>On 11/17/07 3:58 AM, "Christiaan Hofman" <[EMAIL PROTECTED]> wrote:
>> On 17 Nov 2007, at 10:08 AM, Ingrid Giffin wrote:
>>> On 11/16/07 4:10 AM, "François Briatte" <[EMAIL PROTECTED]> wrote:

>>> A lot of stuff can be imported through citeulike, including JSTOR, or any
>>> journals website (x). I have described the (x) --> (citeulike)  --> BibDesk
>>> routine here: http://phnk.com/blog/tech/citeulike-and- bibdesk/ (slightly
>>> outdated, search archives in list for discussion).

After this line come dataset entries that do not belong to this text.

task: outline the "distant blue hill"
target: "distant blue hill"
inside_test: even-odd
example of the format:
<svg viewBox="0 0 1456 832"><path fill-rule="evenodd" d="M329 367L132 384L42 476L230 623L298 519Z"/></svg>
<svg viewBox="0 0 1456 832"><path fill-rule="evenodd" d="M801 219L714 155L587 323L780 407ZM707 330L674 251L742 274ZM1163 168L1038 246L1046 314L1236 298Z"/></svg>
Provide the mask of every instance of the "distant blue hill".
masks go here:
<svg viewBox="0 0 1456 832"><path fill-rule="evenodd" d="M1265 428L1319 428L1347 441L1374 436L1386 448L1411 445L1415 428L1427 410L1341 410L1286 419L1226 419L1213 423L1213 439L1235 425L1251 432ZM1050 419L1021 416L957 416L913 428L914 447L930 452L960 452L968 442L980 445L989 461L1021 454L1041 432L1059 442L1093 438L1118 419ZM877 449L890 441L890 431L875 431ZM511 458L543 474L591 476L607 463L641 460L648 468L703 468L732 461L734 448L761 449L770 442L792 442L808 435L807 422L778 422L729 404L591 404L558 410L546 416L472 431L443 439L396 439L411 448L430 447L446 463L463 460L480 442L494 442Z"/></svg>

>> Within my browser, I have tried the citeulike routine described on  your web
>> page, but if I click the citulike bookmarklet while I am on the JSTOR article
>> page, I get incomplete citations; for instance, the author  name and title,
>> but no date or other information. If I click all the way  through on JSTOR to
>> the BibTex citation page (where I get the complete  citation), by that time
>> there's no point in going through citeulike--it's just as  easy to drag to
>> BibDesk.
>> 
> 
> It can well be that the JSTOR data does not contain all the
> information or that we do not include all the available information
> from JSTOR. For bibTeX we do include all the information, as it is
> our native format.
> 
> But which citeulike routine are you referring to, and which web site
> are you searching?
> 
> Christiaan

It's not a JSTOR problem per se, it's trying to figure out how François is
using Citeulike to save steps.

Here are my steps:
In the browser (not within BD),
1. Perform a search on JSTOR.
2. Click to one article's page. (This is presumably the problem, because
this page does not contain full citation information.)
3. Click Citulike bookmarklet.
4. Do this with a bunch of articles.
5. Go to "My Library" on Citulike web site.
6. Export BibText. 
7. Open BibText file.
8. Drag contents to BD.

In most cases, the citations I end up with do not contain full citation
information--although SOME do, which is very confusing. I don't know where
the full information is coming from in these cases.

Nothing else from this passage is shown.